By Patricia Fitzmorris Danflous
You don’t have to be Oprah or the Dalai Lama to unleash your charisma. You already have the internal force for living a successful, joyful and culturally diverse life.
Cultural Anthropologist and Non-verbal Communications Specialist Robin Sol Lieberman explains charisma as a universal, non-verbal language. “Charisma comes from our soul, from our spirit, from the deepest essence of who we are to express our personality through words, through physical body language, through tone of voice. It’s the deep, deep, deep authentic way of communicating.”
A world-traveler since the age of 16, Lieberman defines her insight to charisma, communications and connecting in what she terms “the charisma code.” She details her personal journey to develop and define charisma while guiding others in achieving their full potential in The Charisma Code, Communicating in a Language Beyond Words (White Cloud Press). Recognized by CEOs of major global companies, congressmen and United Nations representatives, The Charisma Code is a rich resource. Lieberman presents a guide for resolving conflict, inspiring engagement, changing culture as well as achieving personal success and joy.
The 35-year-old Los Angeles resident has made presentations before the United Nations, as well as frequent media appearances during national and regional elections. She explains the charisma code of appeal that makes candidates attractive to their diverse supporters. For instance, some politicians match Einstein’s charisma while others embody Marilyn Monroe’s allure.
Leiberman emphasizes, however, that charisma is not an elusive quality reserved for the famous or influential. “Charisma is an innate force, that infuses the most basic communication and gestures with passion and purpose, magnetically attracting people and opportunities,” she said. “Charisma is the currency of connection which inspires engagement, motivates teams and elicits commitment. It opens doors, dissolves borders and makes any culture feel like home.”
Clearly passionate about non-verbal communications in an expanding global environment, Lieberman’s first recognition of speaking without words came during her teens. “When I first left the country at 16, on a safari with my parents in Kenya, Africa, I remember having a profound connection with the individuals in the Maasai tribe we spent time with. I was more interested in learning about the guide than seeing the animals,” she said. “We obviously didn’t know each other’s language, but we had a connection. ‘Okay,’ I remember thinking, ‘connections happen with people who don’t speak the same language. What is that?’ That experience was the root for my studying anthropology in college.”

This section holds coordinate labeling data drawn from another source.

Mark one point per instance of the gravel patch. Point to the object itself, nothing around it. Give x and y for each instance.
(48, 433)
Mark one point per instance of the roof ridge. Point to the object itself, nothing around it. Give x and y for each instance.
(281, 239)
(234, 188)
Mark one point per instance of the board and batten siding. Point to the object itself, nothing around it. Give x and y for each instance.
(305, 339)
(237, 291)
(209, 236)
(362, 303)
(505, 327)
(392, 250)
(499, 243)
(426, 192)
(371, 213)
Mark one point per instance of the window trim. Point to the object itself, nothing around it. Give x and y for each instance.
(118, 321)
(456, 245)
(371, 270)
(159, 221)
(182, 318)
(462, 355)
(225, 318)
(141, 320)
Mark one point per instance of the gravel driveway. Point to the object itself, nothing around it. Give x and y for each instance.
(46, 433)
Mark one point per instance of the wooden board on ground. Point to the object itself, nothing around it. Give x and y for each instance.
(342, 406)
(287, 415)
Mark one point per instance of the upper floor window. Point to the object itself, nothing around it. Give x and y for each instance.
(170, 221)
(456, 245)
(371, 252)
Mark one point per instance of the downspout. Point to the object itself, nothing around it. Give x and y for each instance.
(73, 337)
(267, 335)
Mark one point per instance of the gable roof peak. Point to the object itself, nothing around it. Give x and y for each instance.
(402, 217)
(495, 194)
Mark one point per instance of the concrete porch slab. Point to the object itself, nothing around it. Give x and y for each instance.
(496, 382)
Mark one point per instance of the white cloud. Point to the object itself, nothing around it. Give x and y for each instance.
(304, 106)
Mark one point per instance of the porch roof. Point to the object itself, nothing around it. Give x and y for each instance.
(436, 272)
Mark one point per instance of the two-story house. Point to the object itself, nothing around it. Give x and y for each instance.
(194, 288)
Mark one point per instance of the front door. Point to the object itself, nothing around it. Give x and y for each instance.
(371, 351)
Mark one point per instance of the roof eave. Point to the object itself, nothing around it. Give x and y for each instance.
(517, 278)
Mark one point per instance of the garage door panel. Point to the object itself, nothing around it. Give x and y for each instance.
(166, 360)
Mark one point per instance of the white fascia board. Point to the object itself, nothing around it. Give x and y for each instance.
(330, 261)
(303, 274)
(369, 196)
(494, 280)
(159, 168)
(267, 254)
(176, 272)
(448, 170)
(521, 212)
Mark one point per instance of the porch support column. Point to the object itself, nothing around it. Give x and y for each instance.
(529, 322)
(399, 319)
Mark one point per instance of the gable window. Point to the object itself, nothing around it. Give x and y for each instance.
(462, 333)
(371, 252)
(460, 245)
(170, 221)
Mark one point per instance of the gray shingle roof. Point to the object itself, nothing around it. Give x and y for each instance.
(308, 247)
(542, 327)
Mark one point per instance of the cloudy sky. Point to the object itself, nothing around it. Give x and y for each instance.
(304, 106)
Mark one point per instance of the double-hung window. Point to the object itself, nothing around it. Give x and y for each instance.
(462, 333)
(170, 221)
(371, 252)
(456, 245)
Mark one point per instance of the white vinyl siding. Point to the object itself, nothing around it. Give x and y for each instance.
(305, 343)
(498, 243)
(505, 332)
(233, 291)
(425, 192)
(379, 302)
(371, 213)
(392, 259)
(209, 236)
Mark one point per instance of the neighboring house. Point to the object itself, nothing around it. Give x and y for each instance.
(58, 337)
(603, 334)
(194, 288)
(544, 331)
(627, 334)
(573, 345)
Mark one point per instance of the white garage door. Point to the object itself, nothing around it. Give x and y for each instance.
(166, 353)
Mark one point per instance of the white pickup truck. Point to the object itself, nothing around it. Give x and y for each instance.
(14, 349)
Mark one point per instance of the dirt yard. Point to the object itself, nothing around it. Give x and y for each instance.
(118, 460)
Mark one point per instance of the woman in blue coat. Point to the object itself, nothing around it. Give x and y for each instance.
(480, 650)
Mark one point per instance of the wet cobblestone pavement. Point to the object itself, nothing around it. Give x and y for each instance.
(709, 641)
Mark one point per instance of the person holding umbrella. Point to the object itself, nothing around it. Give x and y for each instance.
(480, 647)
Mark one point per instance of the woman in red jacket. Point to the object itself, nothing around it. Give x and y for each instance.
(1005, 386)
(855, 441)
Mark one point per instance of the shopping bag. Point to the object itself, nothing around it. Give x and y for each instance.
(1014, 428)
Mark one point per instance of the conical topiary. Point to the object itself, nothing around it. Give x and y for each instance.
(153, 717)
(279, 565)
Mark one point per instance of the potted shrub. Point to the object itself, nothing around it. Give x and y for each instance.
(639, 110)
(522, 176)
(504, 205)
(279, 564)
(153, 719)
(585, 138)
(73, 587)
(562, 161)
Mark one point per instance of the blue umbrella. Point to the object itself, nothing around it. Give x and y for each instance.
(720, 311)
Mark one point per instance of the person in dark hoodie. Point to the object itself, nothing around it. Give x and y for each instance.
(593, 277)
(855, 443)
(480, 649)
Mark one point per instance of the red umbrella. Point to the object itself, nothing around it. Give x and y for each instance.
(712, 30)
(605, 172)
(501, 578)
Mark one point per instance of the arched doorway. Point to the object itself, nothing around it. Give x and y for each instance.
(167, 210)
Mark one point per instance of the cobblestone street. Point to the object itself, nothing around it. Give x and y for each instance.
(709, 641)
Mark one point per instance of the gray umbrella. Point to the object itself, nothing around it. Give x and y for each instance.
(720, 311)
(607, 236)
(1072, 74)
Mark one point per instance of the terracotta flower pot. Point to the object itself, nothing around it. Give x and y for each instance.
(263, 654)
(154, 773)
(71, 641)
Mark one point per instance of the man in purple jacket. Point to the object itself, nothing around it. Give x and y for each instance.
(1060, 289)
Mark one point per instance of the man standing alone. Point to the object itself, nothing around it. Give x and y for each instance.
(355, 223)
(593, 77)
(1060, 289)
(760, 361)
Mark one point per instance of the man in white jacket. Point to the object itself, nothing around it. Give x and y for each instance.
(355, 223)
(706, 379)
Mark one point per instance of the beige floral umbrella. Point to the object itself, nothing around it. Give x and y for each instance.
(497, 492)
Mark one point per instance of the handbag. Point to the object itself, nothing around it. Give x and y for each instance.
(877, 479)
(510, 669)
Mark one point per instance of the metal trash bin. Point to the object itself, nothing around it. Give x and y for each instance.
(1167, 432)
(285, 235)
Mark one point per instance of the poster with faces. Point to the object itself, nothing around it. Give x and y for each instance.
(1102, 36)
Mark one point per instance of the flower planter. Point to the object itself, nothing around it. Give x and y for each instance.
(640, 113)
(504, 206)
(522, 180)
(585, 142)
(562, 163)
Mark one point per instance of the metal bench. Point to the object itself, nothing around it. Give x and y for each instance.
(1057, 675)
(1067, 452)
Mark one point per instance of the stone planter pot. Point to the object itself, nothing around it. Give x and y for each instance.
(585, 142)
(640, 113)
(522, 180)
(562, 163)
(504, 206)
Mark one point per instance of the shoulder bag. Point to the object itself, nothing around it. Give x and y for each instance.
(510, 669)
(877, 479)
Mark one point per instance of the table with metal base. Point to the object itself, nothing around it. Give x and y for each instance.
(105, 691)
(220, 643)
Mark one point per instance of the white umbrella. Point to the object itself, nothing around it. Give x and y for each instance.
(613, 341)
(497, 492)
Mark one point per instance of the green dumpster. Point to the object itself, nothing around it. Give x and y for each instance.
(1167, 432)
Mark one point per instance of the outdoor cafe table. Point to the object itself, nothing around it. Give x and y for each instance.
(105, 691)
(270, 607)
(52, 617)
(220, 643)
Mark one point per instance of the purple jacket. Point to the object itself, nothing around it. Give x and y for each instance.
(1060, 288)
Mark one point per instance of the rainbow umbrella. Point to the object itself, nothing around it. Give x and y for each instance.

That was a life-changing year for me. I realized there was a connection in a language beyond words. As a younger, somewhat of a hippie at that time, my word for it then was ‘telepathy.’
By the age of 21, Lieberman was traveling alone to Nepal, Sumatra, Sulawesi, Bali, Nicaragua and other countries while reinforcing an emerging recognition that charisma is communicating without the need for words. “It is a force, a currency that anyone can cultivate by acknowledging and unleashing confidence, magnetism and connection that exists within,” she emphasized.
“I turned 21 out in the boonies of some village where I participated in an African dance on fire, an inspiring ritual,” she continued. “That was a life-changing year for me. I realized there was a connection in a language beyond words. As a younger, somewhat of a hippie at that time, my word for it then was ‘telepathy.’ But as I matured, I recognized that communication skill as charisma. It is what I am now teaching to others.”
The founder of TrueCharisma, a communications training firm dedicated to the emerging culture of the global citizen, Lieberman’s client list is impressive and growing. She has worked with global leaders through events organized by the Japanese Ministry of Foreign Affairs, with new arrival immigrants and refugees and with the marketing teams of international companies such as Pfizer. She leads training sessions for IMPACT Leadership 21’s Emerging Global Leaders program and serves as an advisor to Alliance 4 Empowerment, an organization committed to creating social and economic inclusion worldwide. She is equally committed to encouraging individuals to enhance charisma by recognizing value and developing confidence.
“Once you ask ‘what if’ questions that support your worth and encourage your authenticity, you can magnetize others by showing your value,” she said, explaining steps to release charisma. “Magnetizing others starts with a commitment to love yourself unconditionally, connecting with what your body feels or what your mouth says, and believing your own authority while standing up against the cultural backlash that comes with the territory of daring to be different, bold and even outrageous.”
“Charisma, to me, is just the act of giving who you are to the world,” Lieberman emphasized. “It heightens our communication, our ability to communicate with others, the gifts that we have so that we can collaborate as a species. If there is a language beyond words we can all speak, and if that language connects us instead of divides us – we have a tool from which to wage world peace.”